Our S2 cells experiments suggest a molecular mechanism by which the Ras/MAPK pathway modulates the transcriptional activity of Ara/Caup on slou. Thus, low MAPK activity and direct binding of Caup to BS1 site of the slou gene would favour strong repression of slou. BS1 could be embedded in a silencer regulatory element or its binding to Caup may block transcription of the downstream located luciferase gene. On the contrary, Caup-dependent activation of slou would be dependent on MAPK signalling. We hypothesize that MAPK–dependent Caup phosphorylation could modulate its interaction with different transcriptional co-factors or/and its binding site affinity.
Furthermore, our in vivo evidence indicates a repressor function of presumably non-phosphorylated Caup on slou since forced activation of the Ras pathway allows co-expression of slou and caup. On the other hand, the ectopic expression of slou induced by caup-over-expression is suggestive of a possible activator function of phosphorylated Caup.
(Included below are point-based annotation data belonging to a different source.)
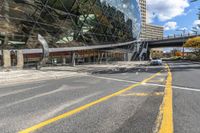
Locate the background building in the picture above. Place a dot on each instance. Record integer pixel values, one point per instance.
(149, 31)
(68, 23)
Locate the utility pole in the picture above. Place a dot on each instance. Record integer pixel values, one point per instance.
(184, 31)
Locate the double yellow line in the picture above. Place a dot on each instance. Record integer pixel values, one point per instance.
(165, 117)
(79, 109)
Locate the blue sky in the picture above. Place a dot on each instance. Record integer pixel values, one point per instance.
(173, 14)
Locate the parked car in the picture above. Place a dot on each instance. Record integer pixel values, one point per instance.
(156, 61)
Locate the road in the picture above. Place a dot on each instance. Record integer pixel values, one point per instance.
(126, 100)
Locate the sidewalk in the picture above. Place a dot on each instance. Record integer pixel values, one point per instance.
(47, 73)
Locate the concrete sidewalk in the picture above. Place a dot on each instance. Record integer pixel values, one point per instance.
(47, 73)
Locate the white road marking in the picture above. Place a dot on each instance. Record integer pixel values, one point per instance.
(147, 84)
(31, 98)
(114, 79)
(19, 91)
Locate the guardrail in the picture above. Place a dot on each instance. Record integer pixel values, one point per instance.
(173, 37)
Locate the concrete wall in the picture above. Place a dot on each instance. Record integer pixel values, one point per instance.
(20, 59)
(6, 59)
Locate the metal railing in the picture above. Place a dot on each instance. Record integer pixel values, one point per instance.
(173, 36)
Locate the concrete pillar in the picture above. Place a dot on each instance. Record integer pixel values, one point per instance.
(20, 59)
(6, 59)
(64, 61)
(73, 59)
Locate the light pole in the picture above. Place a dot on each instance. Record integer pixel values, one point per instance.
(184, 31)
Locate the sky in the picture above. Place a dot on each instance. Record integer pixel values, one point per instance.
(174, 15)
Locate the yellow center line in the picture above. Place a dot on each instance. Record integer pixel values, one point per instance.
(165, 117)
(143, 94)
(79, 109)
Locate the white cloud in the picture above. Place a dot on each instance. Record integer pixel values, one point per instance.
(165, 9)
(196, 22)
(170, 26)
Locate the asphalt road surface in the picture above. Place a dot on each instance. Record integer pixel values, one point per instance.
(119, 101)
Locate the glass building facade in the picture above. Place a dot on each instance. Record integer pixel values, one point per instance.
(68, 23)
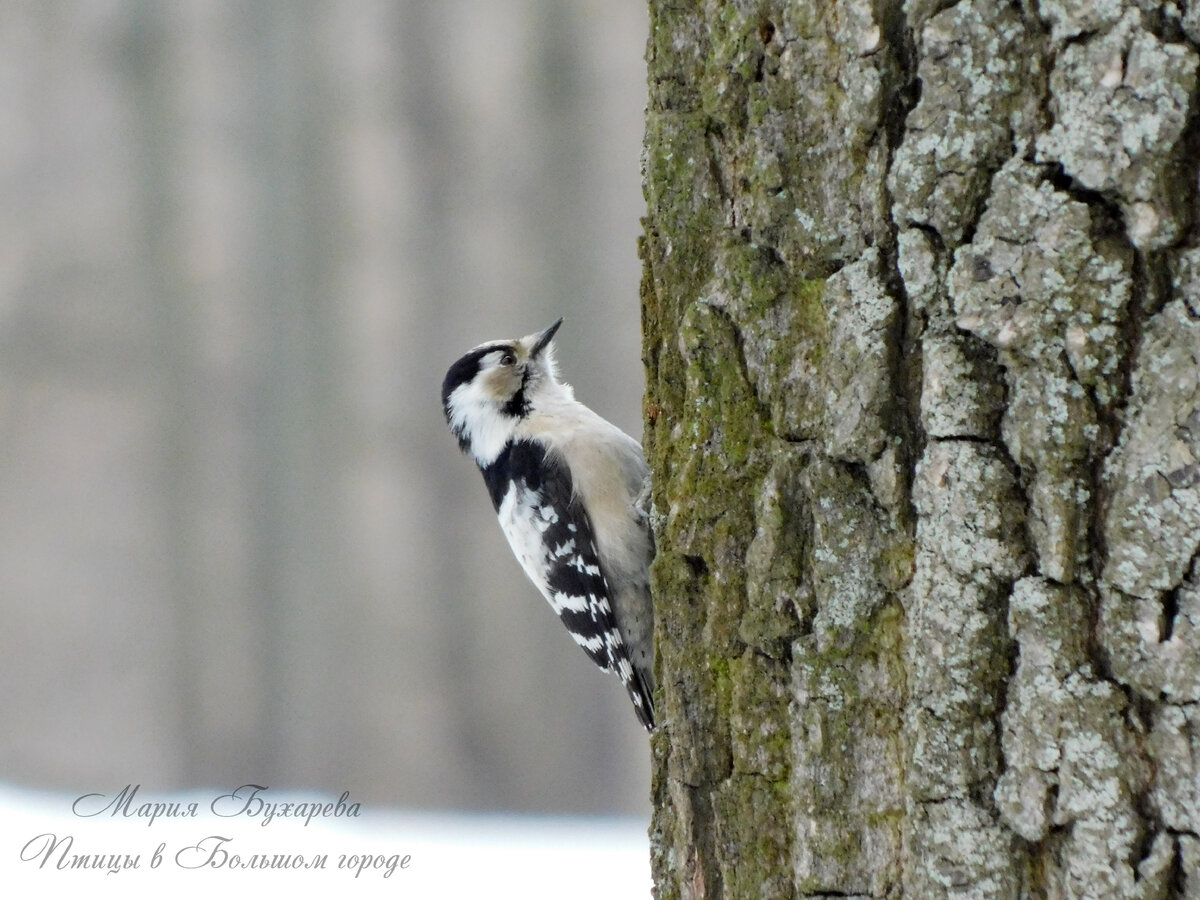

The role of IRO proteins in cell fate specification is conserved in both vertebrates and invertebrates (reviewed in ). Here we have shown that the interplay between MAPK signalling and IRO activity found in vertebrate neuroepithelium  is also at work in Drosophila myogenesis. We have also identified a potential direct target of Ara/Caup, slou and propose vg as a candidate gene to be regulated by Ara/Caup. In both cases the genes subordinated to ara/caup encode transcription factors that might in turn regulate the expression of other genes, genes that must be repressed in LT muscles in order to acquire the LT fate. These results, therefore, provide insights into the way Ara/Caup control lateral muscle identity and on the role of signalling pathway inputs to modulate the activity of these transcription factors, with consequences in their downstream targets. It also highlights the importance that the specific combination of muscle identity genes, their hierarchical relationships and their temporal activation have in determining the identity of a given muscle cell, very alike to what is at work during the acquisition of neural fates .
Materials and Methods
The following stocks were used: Df(3L)iroDFM3, ararF209 , Df(2L)5 , Df(3L)iroEGP6, Df(3L)iroEGP5, Df(3L)iroEGPΔ1 , rP298 , mef2-GAL4 , Con-GAL4 , twist-GAL4; 24B-GAL-4 (a gift from M. Baylies), UAS-ara, UAS-caup , UAS-caup-HA (N. Barrios, unpublished) and UAS-rasV12 . Ectopic expression was generated by means of the GAL4/UAS system .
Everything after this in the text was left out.